Say No With Confidence

We’ve all had that sinking feeling of regret when we’ve said Yes to something and we really wanted to say No.  

So why do we do that?

There’s usually one of two reasons why we have trouble saying No: 1) We fear we have to push other’s needs aside in order to get what WE want; or 2) We fear that choosing the needs of OTHERS or our relationship comes at the cost of what we really want. 

But what if we didn’t have to choose between our needs and the needs of our relationships?

What if there was a third option?

William Ury discusses this third option in the book, “The Power of a Positive No.” In the book he talks about how our ‘Yes’ and ‘No’ are always intertwined.  They are never mutually exclusive. When you say No to something, you are always saying Yes to something else.

So saying NO is really about choosing what you are going to say YES to.

The trick to saying No with confidence and conviction means first saying YES to ourselves.

So how do we say YES to ourselves and NO to the ask? Well, Ury suggests that in order to YES to yourself with conviction and NO with confidence, it helps to ask yourself three things:

1. What are your needs, values, and priorities?

Your needs include physical necessities such as food, water, and shelter. And  also include emotional and spiritual components that are essential to life such as love, dignity, and meaning.  Your values are the things and characteristics that you judge as important in your life. Priorities are how those values are ranked in order of importance within a context or situation. 

Understanding what your needs and values are, and how you prioritize them in your life, is essential to revealing to you what you want and what you don’t want. 

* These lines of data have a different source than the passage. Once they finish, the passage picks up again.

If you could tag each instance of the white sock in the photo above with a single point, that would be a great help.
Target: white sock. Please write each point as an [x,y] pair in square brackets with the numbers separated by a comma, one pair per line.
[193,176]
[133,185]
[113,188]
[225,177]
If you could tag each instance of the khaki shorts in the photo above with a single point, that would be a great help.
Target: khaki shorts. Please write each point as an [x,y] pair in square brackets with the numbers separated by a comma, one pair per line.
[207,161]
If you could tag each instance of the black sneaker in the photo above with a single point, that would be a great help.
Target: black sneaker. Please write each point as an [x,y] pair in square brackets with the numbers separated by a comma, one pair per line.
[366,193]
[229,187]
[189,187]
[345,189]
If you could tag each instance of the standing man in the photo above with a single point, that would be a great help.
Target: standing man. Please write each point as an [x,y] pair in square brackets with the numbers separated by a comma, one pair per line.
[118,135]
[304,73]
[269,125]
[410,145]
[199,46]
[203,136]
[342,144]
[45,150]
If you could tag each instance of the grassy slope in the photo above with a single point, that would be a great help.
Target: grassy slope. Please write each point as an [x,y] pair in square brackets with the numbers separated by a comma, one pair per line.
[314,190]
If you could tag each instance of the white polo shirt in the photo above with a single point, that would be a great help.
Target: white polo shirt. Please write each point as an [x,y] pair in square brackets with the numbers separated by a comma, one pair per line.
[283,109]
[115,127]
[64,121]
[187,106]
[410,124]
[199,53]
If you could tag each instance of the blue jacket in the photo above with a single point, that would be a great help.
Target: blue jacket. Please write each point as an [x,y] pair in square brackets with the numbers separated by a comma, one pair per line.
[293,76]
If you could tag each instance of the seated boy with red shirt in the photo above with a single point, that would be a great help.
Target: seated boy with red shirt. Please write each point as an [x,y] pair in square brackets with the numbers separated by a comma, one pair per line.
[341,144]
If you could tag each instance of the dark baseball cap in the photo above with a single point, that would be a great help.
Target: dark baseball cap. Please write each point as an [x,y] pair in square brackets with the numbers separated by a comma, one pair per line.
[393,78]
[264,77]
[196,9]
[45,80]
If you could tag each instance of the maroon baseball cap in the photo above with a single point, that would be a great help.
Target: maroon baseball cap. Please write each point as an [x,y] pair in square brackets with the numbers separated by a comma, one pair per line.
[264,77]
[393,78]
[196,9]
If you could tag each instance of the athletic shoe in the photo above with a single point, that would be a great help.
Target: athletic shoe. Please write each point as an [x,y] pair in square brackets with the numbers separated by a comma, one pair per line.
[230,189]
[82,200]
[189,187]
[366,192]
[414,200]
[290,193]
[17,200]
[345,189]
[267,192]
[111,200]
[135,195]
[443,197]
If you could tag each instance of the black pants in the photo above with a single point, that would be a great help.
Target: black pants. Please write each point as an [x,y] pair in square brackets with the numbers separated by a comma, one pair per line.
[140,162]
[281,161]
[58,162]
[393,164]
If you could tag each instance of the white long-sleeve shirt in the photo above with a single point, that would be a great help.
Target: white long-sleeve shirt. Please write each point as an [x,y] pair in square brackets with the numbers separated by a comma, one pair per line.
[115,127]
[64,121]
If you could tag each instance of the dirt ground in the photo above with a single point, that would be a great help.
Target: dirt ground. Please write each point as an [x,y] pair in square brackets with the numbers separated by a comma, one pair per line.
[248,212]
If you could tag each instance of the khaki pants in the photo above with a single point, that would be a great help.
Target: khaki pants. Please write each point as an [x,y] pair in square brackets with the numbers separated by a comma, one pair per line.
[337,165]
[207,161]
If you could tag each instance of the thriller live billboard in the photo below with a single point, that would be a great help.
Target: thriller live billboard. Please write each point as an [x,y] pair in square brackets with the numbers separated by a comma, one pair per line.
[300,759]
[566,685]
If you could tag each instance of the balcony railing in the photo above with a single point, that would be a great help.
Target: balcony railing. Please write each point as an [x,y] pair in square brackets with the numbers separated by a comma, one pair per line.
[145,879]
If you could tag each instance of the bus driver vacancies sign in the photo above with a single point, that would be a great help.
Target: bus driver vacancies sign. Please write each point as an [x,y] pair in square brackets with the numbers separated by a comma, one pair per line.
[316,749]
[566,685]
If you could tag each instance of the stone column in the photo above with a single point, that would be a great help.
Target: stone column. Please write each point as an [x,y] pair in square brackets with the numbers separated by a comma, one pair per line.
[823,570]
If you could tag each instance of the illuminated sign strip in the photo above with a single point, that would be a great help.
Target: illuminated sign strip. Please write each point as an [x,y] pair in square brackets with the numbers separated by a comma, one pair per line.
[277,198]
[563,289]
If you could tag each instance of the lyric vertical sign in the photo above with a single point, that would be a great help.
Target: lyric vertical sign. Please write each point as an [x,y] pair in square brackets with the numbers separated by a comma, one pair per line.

Self-awareness brings clarity and purpose in life. So until you have an awareness of what you DO want and need, it’s very difficult to say no with confidence because you aren’t entirely sure if your No does or does not align with your values.

Determining your YES also involves three crucial components about your situation… 

2. What will you create, protect, and/or change by saying No?

Our bodies and emotions are a great temperature gauge of how we are experiencing a particular experience. So when we feel a strong sense of No arising in our bodies, there’s often a reason.

The reason we want to say No is because we want to either create a new situation, protect a current situation, and or change an existing situation. 

So it helps to ask yourself: am I creating a new reality by saying No? Is saying No in this situation protecting something that’s important to me? Am I changing an existing dynamic by standing up and saying No? 

All of these questions will help clarify and uncover your current values and priorities. 

Which then leads us to the next point…shedding light on WHY you are saying No.  

3. What are the reasons you want to say Yes to yourself instead of No to the ask?

When we say No to something because we are in alignment with our values and priorities, we are saying YES to ourselves and what is important to us. We are placing the things that are important to us, first. However, in our culture, and especially for us women, this can be seen as ‘selfish’ or ‘self-centred.’ 

Saying a No with confidence is placing a boundary on what is and what is not okay for us.

It does not mean judging others. It’s about clarifying to ourselves our own values, and deciding on how we are going to live those values out in our lives.

Saying YES to ourselves isn’t self-centred; it’s self-aware. It means showing up as the best version of ourselves so that we can better support others.

For example, we might say No to a coffee with an acquaintance, even though we really like meeting new people, because we value spending more time with our family or loved ones. Or we might say No to volunteering at our kid’s school, even though we really value volunteerism, because we’ve been feeling very tired lately and we know we need to prioritize self-care. 

Saying No with confidence and conviction involves taking personal responsibility for our needs. It means prioritizing and protecting the values that are important to us, and if necessary, creating new priorities along the way.

Saying No with confidence and conviction means you must choose what YOU are FOR by first saying YES to yourself.